A pair of appeals court rulings, in Victoria in 2009 and Abbotsford in 2015, stated bylaws banning homeless encampments or 'tent cities' breached homeless persons' rights to "life, liberty and security of the person" guaranteed under Section 7 of the Charter of Rights and Freedoms.

However, that doesn't mean what is going on on Leon, and other areas downtown is not a concern.

"Any time that we have people living on sidewalks in the city, that's a concern, not only for them as vulnerable members of our city, but also a concern in terms of the appearance and affect it can have for our businesses," said director of community safety Darren Caul.

"One of our great challenges is that our shelters are nearly full. Our concentrated effort right now is to work with BC Housing, Journey Home, and our partners to develop a mat program for this winter."

The provincial mat program runs from November through March.

"There is still considerable work occurring between the city and our partners to find suitable spaces around our city for that (mat) program.

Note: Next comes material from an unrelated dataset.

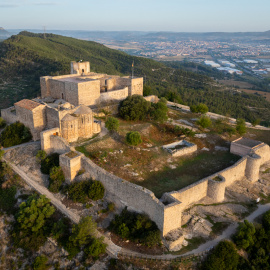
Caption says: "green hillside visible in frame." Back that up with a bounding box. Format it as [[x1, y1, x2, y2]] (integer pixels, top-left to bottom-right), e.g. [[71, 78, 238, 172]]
[[0, 32, 270, 124]]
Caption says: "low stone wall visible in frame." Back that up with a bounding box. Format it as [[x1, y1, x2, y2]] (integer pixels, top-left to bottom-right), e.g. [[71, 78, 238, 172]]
[[81, 157, 181, 235], [162, 140, 197, 157], [1, 106, 18, 124], [40, 128, 70, 154]]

"I can't speculate when that will occur, but we all know the weather is changing quickly, and that's a real trigger."

Another concern for Caul is the number of people living rough on downtown streets. He says an average of 22 people were sleeping rough in the downtown core in June. That number has nearly doubled to 43.

Caul says it's too early to know exactly what is driving the numbers upward.

"We are digging into that question," he says. "We are working with BC Housing and our on-street workers, who are conducting interviews and conversations with people who are sleeping rough to dig into where they are coming from and what their circumstances are."

While a mat program would provide a temporary solution during the winter months, Caul says it would bridge to a more stable, and long-term solution, namely the opening of the Agassiz, McCurdy and Macintosh supportive housing facilities.